Warhaftig reisde hierna alle steden en dorpen in Litouwen af om de Joodse vluchtelingen op het hart te drukken dat de Nederlandse consul hen een laatste mogelijkheid bood om aan het naderende onheil te ontsnappen. De consuls Zwartendijk en Sugihara schreven zo duizenden visa uit. Sugihara kon de stroom nauwelijks bijhouden aangezien hij zijn teksten moest kalligraferen. Opmerkelijk is dat de twee ‘rechtvaardige consuls’ elkaar, hoewel ze in dezelfde stad werken, nooit in levende lijve ontmoetten. Wel belden ze een enkele keer met elkaar.
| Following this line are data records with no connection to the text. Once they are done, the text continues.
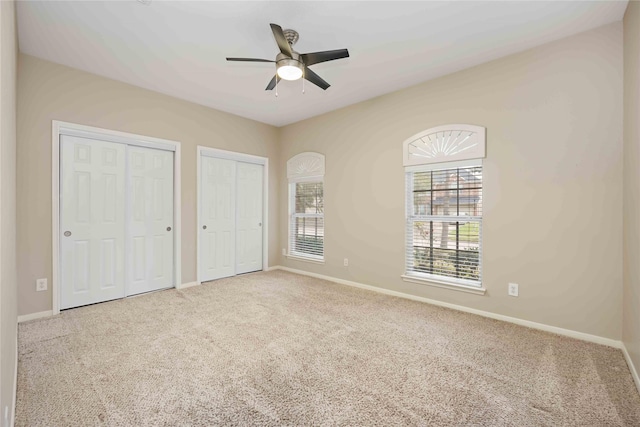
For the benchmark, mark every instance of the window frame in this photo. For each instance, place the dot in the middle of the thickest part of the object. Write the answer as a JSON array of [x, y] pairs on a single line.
[[304, 168], [411, 218], [437, 148], [291, 251]]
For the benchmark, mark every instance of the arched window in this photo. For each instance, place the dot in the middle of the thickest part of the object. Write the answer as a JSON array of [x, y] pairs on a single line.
[[443, 168], [305, 173]]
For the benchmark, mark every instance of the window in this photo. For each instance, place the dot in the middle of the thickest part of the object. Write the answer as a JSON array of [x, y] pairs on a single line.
[[307, 220], [444, 223], [443, 168], [306, 206]]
Dat de Russen meewerkten aan de operatie had alles met geld te maken. Het land zat aan het begin van de oorlog te springen om buitenlandse deviezen. Aangezien de Joden met de Trans-Siberië Express naar Vladivostok reisden kon men dus veel geld verdienen aan de vluchtelingen. Voor enkele reis moest tot vierhonderd dollar neergelegd worden.

Elastisch geweten

Jan Brokken staat in zijn boek niet alleen stil bij het werk van Zwartendijk en Sugihara. Hij heeft de kwestie zeer grondig aangepakt en belicht bijvoorbeeld ook de rol van van ambassadeur De Decker. In zijn boek beschrijft Brokken verder uitvoerig de reis van de vluchtelingen, van wie er velen via de Japanse stad Kobe in een getto in Sjanghai belandden.

Daar verrichtte een andere rechtvaardige, de Poolse diplomaat graaf Tadeusz Romer, samen met zijn vrouw veel goeds voor de vluchtelingen. Ook deze daden worden door Brokken uitvoerig beschreven.
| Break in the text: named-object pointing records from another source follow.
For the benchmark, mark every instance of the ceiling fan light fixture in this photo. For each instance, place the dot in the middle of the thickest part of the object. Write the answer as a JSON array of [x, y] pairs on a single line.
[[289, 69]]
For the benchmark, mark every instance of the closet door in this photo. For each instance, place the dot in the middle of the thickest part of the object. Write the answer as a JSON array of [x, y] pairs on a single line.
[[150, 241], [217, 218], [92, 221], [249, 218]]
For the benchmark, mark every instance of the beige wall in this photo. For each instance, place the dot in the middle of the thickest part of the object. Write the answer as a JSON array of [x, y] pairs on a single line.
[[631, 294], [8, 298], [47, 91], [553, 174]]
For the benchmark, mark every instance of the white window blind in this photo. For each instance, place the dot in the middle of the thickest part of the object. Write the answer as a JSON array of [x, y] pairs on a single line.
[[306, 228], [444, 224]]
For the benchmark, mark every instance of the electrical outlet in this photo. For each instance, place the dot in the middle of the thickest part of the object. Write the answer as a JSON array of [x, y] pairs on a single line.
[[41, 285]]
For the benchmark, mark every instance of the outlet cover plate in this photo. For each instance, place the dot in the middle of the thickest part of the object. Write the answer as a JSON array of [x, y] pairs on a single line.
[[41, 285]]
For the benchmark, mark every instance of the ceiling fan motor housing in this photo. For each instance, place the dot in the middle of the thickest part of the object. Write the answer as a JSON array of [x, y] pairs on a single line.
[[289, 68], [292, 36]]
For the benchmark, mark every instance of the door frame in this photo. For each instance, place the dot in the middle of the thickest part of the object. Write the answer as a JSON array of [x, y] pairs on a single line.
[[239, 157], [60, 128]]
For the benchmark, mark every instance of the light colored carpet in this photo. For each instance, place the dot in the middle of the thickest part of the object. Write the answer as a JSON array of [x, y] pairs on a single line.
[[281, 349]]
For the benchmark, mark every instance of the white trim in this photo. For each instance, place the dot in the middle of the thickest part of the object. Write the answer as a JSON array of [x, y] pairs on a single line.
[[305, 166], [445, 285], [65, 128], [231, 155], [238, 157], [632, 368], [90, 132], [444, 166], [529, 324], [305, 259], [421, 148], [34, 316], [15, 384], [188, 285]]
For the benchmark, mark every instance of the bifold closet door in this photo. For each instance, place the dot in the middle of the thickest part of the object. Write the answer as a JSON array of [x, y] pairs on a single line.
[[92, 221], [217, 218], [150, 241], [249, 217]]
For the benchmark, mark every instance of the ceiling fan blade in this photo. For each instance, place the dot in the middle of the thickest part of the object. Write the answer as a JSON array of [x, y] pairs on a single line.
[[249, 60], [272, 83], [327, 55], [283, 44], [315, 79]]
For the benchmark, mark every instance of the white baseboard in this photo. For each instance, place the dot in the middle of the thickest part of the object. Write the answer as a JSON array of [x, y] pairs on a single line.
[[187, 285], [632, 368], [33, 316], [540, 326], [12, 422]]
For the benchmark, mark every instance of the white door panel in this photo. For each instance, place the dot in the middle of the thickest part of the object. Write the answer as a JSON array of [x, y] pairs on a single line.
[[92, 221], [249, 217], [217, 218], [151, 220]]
De meeste Joden die Europa dankzij een visum van Zwartendijk wisten te ontkomen, overleefden de oorlog. Maar hoeveel Joden precies hun leven danken aan de consul is niet exact meer vast te stellen. Brokken schat dat dankzij het door Zwartendijk opgezette vluchtplan tussen de negen- en tienduizend mannen, vrouwen en kinderen uit Polen en Litouwen konden vertrekken.

Woning van Chiune Sugihara waar Zwartendijk de vluchtelingen afzette. (Foto: Koos Winkelman)
Woning van Chiune Sugihara waar Zwartendijk de vluchtelingen afzette. (Foto: Koos Winkelman)
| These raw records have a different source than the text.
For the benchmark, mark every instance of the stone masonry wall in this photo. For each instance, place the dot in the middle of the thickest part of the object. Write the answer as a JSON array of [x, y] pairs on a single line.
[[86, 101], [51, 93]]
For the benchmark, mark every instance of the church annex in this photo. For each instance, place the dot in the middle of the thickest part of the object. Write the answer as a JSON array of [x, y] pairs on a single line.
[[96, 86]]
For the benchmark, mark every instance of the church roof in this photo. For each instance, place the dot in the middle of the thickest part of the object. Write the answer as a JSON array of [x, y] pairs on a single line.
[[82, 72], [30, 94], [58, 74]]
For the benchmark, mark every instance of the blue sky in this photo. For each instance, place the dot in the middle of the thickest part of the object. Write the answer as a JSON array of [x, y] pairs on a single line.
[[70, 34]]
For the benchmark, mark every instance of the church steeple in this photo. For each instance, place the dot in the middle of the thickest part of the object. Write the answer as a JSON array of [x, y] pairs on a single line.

In De Rechtvaardigen staan de daden van mensen die niet wegkeken centraal. Mensen die in actie kwamen en daarbij zelf grote risico’s namen, voor henzelf en hun familie. Jan Brokken steekt zijn bewondering voor de door hem geportretteerde rechtvaardigen niet onder stoelen of banken. De rechtvaardigen deden iets bijzonders:

“Ik kom het bij alle rechtvaardigen tegen: de wil om werkelijk iets te doen. Gewone stervelingen met een elastisch geweten kijken lijdzaam toe of draaien het hoofd af. Ik zou zelf ook die neiging hebben: wegduiken in een boek of achter de piano kruipen.” Jan Brokken

De rechtvaardigen - Jan Brokken
De rechtvaardigen – Jan Brokken

Brokken is zeer grondig te werk gegaan. Met behulp van Zwartendijks kinderen en documenten uit allerlei archieven reconstrueerde hij het complete verhaal. Hij ontdekte bijvoorbeeld dat Zwartendijk ook na de sluiting van het consulaat illegaal en in het geheim nog wekenlang doorging met het verstrekken van Curaçao-visa. En in Japan vond Brokken bijzondere foto’s van Joodse vluchtelingen.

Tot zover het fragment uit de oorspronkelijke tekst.